The Microscopic Response Method: theory of transport for systems with both topological and thermal disorder

TL;DR

This paper reviews and advances the Microscopic Response Method for calculating transport properties in complex disordered systems, emphasizing temperature dependence and practical computation compared to traditional formalisms.

Contribution

It develops the Microscopic Response Method to include topological and thermal disorder effects, providing a practical alternative to the Kubo formalism for transport calculations.

Findings

Derived conductivity and Hall mobility for amorphous semiconductors and polymers.

Included effects of quantized lattice vibrations on transport coefficients.

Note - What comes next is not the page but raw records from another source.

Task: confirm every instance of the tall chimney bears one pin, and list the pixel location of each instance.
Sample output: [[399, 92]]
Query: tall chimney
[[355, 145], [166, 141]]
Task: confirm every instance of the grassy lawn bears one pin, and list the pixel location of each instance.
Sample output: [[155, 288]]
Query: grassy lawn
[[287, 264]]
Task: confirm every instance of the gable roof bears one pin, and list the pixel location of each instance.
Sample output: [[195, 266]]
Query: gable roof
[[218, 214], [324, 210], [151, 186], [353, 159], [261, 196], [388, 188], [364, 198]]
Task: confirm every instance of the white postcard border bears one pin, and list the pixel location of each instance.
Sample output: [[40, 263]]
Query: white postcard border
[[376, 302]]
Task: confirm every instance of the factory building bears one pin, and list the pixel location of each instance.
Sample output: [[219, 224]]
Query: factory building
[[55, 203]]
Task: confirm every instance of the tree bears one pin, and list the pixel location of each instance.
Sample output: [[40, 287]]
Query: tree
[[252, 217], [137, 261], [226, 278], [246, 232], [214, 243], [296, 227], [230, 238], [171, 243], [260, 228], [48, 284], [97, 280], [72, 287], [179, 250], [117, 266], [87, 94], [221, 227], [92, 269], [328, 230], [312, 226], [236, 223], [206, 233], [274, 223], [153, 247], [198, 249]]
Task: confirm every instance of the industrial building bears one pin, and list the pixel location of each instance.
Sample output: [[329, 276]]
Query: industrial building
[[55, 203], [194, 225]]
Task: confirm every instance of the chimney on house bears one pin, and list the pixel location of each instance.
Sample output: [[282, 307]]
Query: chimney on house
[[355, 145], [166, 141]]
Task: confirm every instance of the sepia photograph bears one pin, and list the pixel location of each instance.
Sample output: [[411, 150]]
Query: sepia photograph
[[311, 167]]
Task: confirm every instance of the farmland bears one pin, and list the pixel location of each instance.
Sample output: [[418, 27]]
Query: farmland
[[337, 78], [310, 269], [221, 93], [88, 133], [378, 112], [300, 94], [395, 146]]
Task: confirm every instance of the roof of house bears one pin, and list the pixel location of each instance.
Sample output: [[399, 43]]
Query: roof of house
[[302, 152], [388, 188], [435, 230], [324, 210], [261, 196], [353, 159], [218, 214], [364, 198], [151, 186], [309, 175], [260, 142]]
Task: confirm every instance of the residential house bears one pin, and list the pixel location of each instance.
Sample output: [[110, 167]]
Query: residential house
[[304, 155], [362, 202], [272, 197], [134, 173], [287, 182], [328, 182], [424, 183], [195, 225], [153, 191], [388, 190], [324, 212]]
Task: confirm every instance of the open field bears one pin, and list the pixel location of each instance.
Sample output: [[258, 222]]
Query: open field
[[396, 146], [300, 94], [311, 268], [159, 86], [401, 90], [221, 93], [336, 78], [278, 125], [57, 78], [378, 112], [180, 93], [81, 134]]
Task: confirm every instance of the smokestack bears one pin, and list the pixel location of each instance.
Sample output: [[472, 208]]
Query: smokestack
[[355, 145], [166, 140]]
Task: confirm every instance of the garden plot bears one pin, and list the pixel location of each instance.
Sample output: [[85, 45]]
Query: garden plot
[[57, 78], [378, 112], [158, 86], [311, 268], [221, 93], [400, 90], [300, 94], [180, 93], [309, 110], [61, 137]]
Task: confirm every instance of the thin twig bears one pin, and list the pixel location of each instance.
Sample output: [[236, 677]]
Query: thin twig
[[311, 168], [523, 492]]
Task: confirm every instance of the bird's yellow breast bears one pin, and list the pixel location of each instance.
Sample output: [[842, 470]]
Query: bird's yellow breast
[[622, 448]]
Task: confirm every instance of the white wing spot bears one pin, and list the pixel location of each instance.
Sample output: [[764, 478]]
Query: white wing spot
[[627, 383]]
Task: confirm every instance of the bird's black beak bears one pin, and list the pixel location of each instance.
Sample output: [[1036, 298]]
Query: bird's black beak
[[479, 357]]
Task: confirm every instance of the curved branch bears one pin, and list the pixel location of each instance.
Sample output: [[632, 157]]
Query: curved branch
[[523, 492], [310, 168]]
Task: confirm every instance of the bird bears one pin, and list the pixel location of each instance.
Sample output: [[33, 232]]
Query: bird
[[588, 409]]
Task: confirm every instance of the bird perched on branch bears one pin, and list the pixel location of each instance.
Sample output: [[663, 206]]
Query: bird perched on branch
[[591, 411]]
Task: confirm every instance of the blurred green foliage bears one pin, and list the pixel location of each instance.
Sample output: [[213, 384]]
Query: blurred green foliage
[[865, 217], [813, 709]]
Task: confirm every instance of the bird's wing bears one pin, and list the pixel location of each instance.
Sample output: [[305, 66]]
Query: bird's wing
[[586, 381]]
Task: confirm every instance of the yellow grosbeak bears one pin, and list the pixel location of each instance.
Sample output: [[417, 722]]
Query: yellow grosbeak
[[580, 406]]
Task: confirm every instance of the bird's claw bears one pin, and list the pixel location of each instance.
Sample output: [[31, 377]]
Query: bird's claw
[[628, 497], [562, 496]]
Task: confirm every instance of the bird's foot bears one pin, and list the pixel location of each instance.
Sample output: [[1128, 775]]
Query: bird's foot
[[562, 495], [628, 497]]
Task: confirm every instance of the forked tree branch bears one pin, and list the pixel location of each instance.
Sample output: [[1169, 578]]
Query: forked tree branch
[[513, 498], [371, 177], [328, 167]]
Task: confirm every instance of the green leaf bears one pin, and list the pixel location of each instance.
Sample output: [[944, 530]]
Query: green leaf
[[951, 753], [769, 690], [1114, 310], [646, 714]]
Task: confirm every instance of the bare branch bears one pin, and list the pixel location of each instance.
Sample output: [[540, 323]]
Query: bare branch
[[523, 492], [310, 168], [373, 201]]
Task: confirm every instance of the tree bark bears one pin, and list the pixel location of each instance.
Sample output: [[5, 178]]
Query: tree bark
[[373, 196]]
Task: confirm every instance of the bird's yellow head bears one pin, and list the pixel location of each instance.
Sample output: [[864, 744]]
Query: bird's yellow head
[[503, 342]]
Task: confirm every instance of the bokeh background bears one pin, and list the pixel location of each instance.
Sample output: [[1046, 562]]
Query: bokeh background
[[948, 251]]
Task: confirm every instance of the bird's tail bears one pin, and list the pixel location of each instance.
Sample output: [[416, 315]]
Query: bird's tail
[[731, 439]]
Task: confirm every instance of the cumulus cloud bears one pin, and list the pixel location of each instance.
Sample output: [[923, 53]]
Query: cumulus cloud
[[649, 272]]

Presented a diagrammatic expansion for higher-order process contributions.

Abstract

In this paper, we review and substantially develop the recently proposed "Microscopic Response Method", which has been devised to compute transport coefficients and especially associated temperature dependence in complex materials. The conductivity and Hall mobility of amorphous semiconductors and semiconducting polymers are systematically derived, and shown to be more practical than the Kubo formalism. The effect of a quantized lattice (phonons) on transport coefficients is fully included and then integrated out, providing the primary temperature dependence for the transport coefficients. For higher-order processes, using a diagrammatic expansion, one can consistently include all important contributions to a given order and directly write out the expressions of transport coefficients for various processes.